A: We use the fact that the 1-form
$$\eta = \frac{x dy - y dx}{x^2 + y^2}$$
has integral of $2 \pi$ over $\gamma_r(t) = (r \cos t, r \sin t)$.
Furthermore, if $\Gamma(0) = \Gamma(2\pi)$ and if the intervals $[\gamma(t), \Gamma(t)]$ do not contain $\mathbf{0}$ for any $t \in [0, 2 \pi]$, then the integral over $\Gamma$ is also zero.

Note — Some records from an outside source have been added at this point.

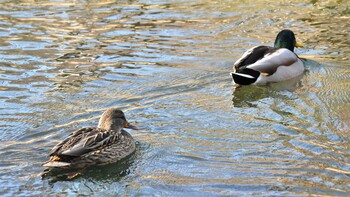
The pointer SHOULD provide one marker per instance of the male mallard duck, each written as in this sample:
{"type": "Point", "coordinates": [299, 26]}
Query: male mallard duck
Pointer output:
{"type": "Point", "coordinates": [264, 64]}
{"type": "Point", "coordinates": [88, 146]}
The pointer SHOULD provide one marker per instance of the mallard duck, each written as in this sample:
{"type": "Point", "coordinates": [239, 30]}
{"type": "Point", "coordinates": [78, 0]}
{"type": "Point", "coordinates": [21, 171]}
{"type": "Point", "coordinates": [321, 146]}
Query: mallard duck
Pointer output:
{"type": "Point", "coordinates": [263, 64]}
{"type": "Point", "coordinates": [106, 143]}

Now take $\Gamma(t) = (a \cos t, b \sin t)$. We have
\begin{align}
2\pi = \int_{\Gamma}\eta &= \int_{0}^{2\pi} \frac{a \cos t}{a^2 \cos^2 t + b^2 \sin^2 t} b \cos t + \frac{-b \sin t}{a^2 \cos^2 t + b^2 \sin^2 t} (-a \sin t) \\
&=\int_0^{2\pi} \frac{ab}{a^2 \cos^2 t + b^2 \sin^2 t}.
\end{align}

Proof of the statements stated above:
\begin{align} \int_{\gamma} \eta &= \int_0^{2\pi} \sum_{i=1}^2 a_i(\gamma(t)) \frac{\partial\gamma_i}{\partial t} \, dt\\ &= \int_0^{2\pi} -\frac{\sin t}{r} (-r \sin t) + \frac{\cos t}{r} r \cos t \, dt \\
&= \int_0^{2\pi} \sin^2 t + \cos^2 t \, dt = 2\pi.\end{align}
with $a_1 = \dfrac{-y}{x^2 + y^2}, a_2 = \dfrac{x}{x^2 + y^2}$. 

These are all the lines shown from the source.